Fractional Order Distributed Optimization
Andrei Lixandru, Marcel van Gerven, Sergio Pequito
TL;DR
The paper tackles slow and unstable convergence in distributed optimization on directed graphs with ill-conditioned objectives. It introduces FrODO, a framework that integrates fractional-order memory into local gradient updates, yielding updates of the form $x_i^{k+1} = x_i^k - \alpha g_i^k - \beta M_i^k$ where $M_i^k$ aggregates past gradients with a power-law weight. A convergence theorem shows linear convergence $O(\rho^k)$ for appropriate parameters and a memory effect captured by $C(\lambda)$, complemented by complexity analysis and experiments demonstrating substantial speedups in ill-conditioned problems (up to ~4x) and federated neural network training (2–3x) while preserving stability. The work provides practical guidelines for parameter choices (e.g., $\lambda$ around 0.1–0.2 and memory length $T\ge 80$) and suggests broader applicability to distributed control and multi-agent learning where long-term memory can stabilize optimization trajectories.
Abstract
Distributed optimization is fundamental to modern machine learning applications like federated learning, but existing methods often struggle with ill-conditioned problems and face stability-versus-speed tradeoffs.

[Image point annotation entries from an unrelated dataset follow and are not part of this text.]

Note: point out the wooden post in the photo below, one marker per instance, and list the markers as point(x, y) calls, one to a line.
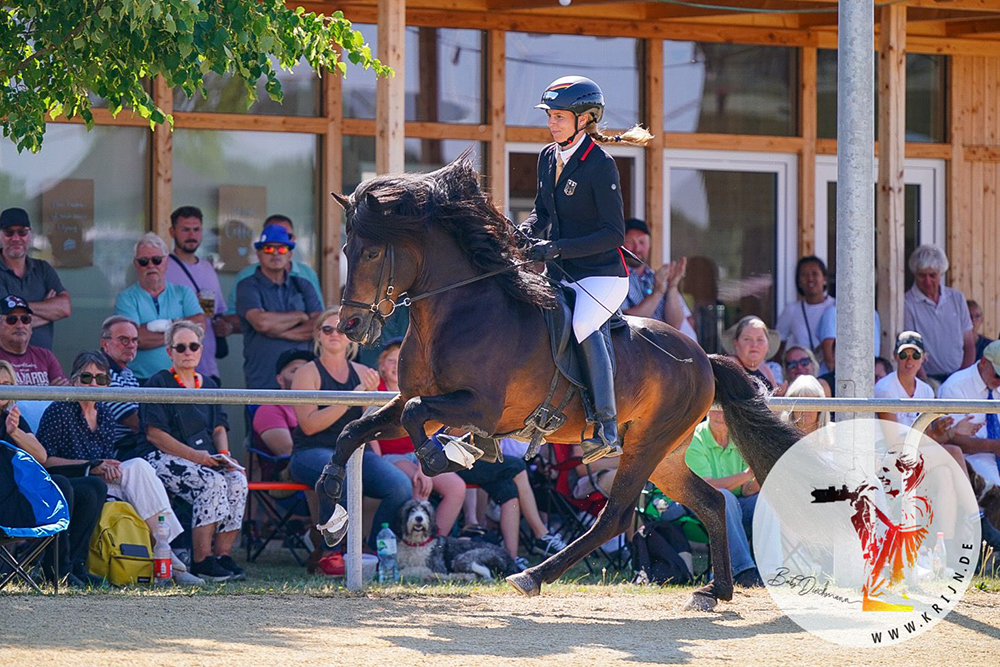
point(390, 96)
point(161, 190)
point(890, 220)
point(332, 180)
point(655, 215)
point(807, 156)
point(497, 118)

We introduce fractional order distributed optimization (FrODO); a theoretically-grounded framework that incorporates fractional-order memory terms to enhance convergence properties in challenging optimization landscapes. Our approach achieves provable linear convergence for any strongly connected network. Through empirical validation, our results suggest that FrODO achieves up to 4 times faster convergence versus baselines on ill-conditioned problems and 2-3 times speedup in federated neural network training, while maintaining stability and theoretical guarantees.